When I was growing up, I can't say that Central Massachusetts was exactly rural, but there was a great deal more countryside around that was not yet filled up with suburban developments and shopping malls. And one of the things my city boy (Worcester) father and CITY GIRL (CHICAGO) mother liked to do on a summer's evening or a Sunday afternoon was load the kid in the car and "take a spin" out to the country.
In the city, we got to smell things like newly tarred roads, creosote on telephone polls, garbage trucks, diesel bus fumes, and nature's own cut grass, lilacs, and peonies.
In the country, you still got the newly tarred roads, but you also got dairy farm, chicken farm, and pig farm.
We never thought to roll up the windows when we passed by. Country smell was one of the reasons we took a spin out that way. If nothing else, it was one more reason we were happy to be city people.
But, of course, this was way before the advent of the factory farm (at least in Worcester County). Dairy farms, chicken farms, and pig farms were small.
In any case, I was interested in an article in last week's Boston Globe on a controversy taking place in Tewksbury, a town about 30 miles north of here, where "a fight over a pig farm's stench has the community in an uproar, frustrating public officials and turning neighbors into bitter enemies."
My first thought as I began reading the article was, typical.
People move out to "the country", where they find houses that are cheaper than they would in either city or near burb - and one reason they're cheaper is that there are things like pig farms there.
And the article reinforced this perception:
Some complaints come from residents at a luxury subdivision next to the farm, even though the people who live there signed a legal document recognizing the farm's existence at the time of purchase and the pig farm was there long before the residents..
But then I checked out chief complainer David Powers' website, the pungently named Tewksburyodor.org, and it appears that there may be more to this than meets the nose.
A few years ago, Powers noticed that the smell from a nearby farm was getting a lot worse, and he smelled a rat. Errrrrr, a pig. Make that lots of pigs.
Powers started sleuthing around and realized that one of the largest pig farms in the town had expanded its operations. He can't figure out the exact number of pigs that are now down on the farm, because:
Local health officials refuse to give information about the number of pigs on Krochmal Farm, saying to release that information violates Homeland Security rules protecting the secrecy of the nation's food supply.
I, for one, am sleeping more safely knowing that the country is "protecting the secrecy of the nation's food supply," but the number of pigs on what has become something of a factory farm is estimated at 900 poor swine which:
live in a barn perched atop a 500,000 gallon manure pit, all of which sits a light breeze away from vast tracts of ranch houses and minimansions.

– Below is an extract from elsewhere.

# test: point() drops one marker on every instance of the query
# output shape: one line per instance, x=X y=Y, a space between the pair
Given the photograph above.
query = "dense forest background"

According to Powers' website:
The odor problems worsened, according to many neighbors, about three years ago after the construction of a large pig confinement and waste storage structure which the Mass. Dept. of Agricultural Resources admits is "not prevalent in Massachusetts where pig farms are generally smaller". This building has large fans which force the gases that emanate from the pigs' waste into the air of a suburban residential neighborhood. This waste is kept directly below the pigs in a large, storage tank that can hold almost a HALF MILLION GALLONS OF WASTE near wetlands and only a matter of feet from homes. The fans keep the pigs from being asphyxiated and poisoned by these gases, and the neighbors pay the price.
And one of the nubs of the matter is that Krochmal farm didn't get the required permits to build this structure.
So Powers et al are advocating for a new set of rules.
The new rules would require swine farmers to get a permit from a newly established authority. They would also be asked to file manure management, pest control, and environmental plans with the town. Problems, including vile odors, would be reviewed by the new permitting authority, which could revoke a pig farmer's permit....
The new rules would counter the current state law, which holds that:
...the smells emanating from farms "engaged in generally accepted farming procedures" are exempt from state nuisance laws. This includes smells from pig and cow farms. (Source: Boston Globe article cited above.)
In this corner: the farmers who are just trying to make a living - and big, factory-type barns (with the attendant manure reservoirs) are the means to making a better living. And on their side, the argument that they were here first.
In the other corner: suburbanites who thought they were getting some 'breathe deeply, we're in the country" sort of smell - but who are now getting the "quick, close the windows, this place stinks!" sort of smell. On their side, this little pig farm just got bigger - and the research that Powers has compiled on ways to run a less odiferous pig farm.
But what's my favorite aspect of this story - at least so far?
At the bottom of the Globe story, third on the list of Google ads - right behind how to reduce belly fat (you pig!), and how to get a farm grant (live high on the hog off the taxpayer", is an ad from GoVeg.com:
Keep Pork off Your Fork
Check out our list of the Top 10 reasons not to eat pigs.
Now, if I gave any more thought to pig farms, I would not doubt be going veg. But that would mean doing without occasionally bringing home the bacon and making myself a good old fashioned BLT.